HANOI: Vietnamese police on Sunday raised the death toll from a blast at a fireworks factory to 24 blaming other explosives also stored at the site for the accident, which also left many injured.
“At least 24 people were killed—we have identified 16 bodies,” said Phu Tho policeman Pham Quang Minh.
Minh said more than 20 people had been injured, lower than the near-100 initially reported to have been hurt in the explosion at a military complex in northern Vietnam.
“According to a preliminary investigation, some explosives self-ignited in storage, which caused a fire and further explosions at the site,” he said, adding both fireworks and other explosives were stored at the Z121 military facility.
Plumes of black smoke billowed from the complex, around 120 kilometers north of Hanoi, as fireworks exploded uncontrollably for several hours on Saturday before the blaze was contained.
The explosion prompted the evacuation of some 2,000 people living near the area, most of whom had returned by Sunday.
Minister of Defense Phung Quang Thanh visited the area late Saturday, calling for urgent assistance for the victims’ families.
In the hours after the explosion, local hospitals were swamped with victims, some with horrific burns.

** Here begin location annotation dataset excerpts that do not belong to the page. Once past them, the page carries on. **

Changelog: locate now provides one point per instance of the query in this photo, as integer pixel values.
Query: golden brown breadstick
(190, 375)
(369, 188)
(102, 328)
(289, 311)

The most critical cases were moved to a specialist burns center on the outskirts of Hanoi.
In 2010, fireworks being prepared at Hanoi’s My Dinh stadium for use in the city’s 1,000th anniversary celebrations exploded, killing three foreigners and one Vietnamese national.
Handmade firecrackers were traditionally used as a symbol of good luck to celebrate the Lunar New Year—known locally as Tet—and at weddings.
But, in 1994, the government banned the production and use of all firecrackers nationwide for safety reasons, changing instead to fireworks—which are produced only in state-approved facilities.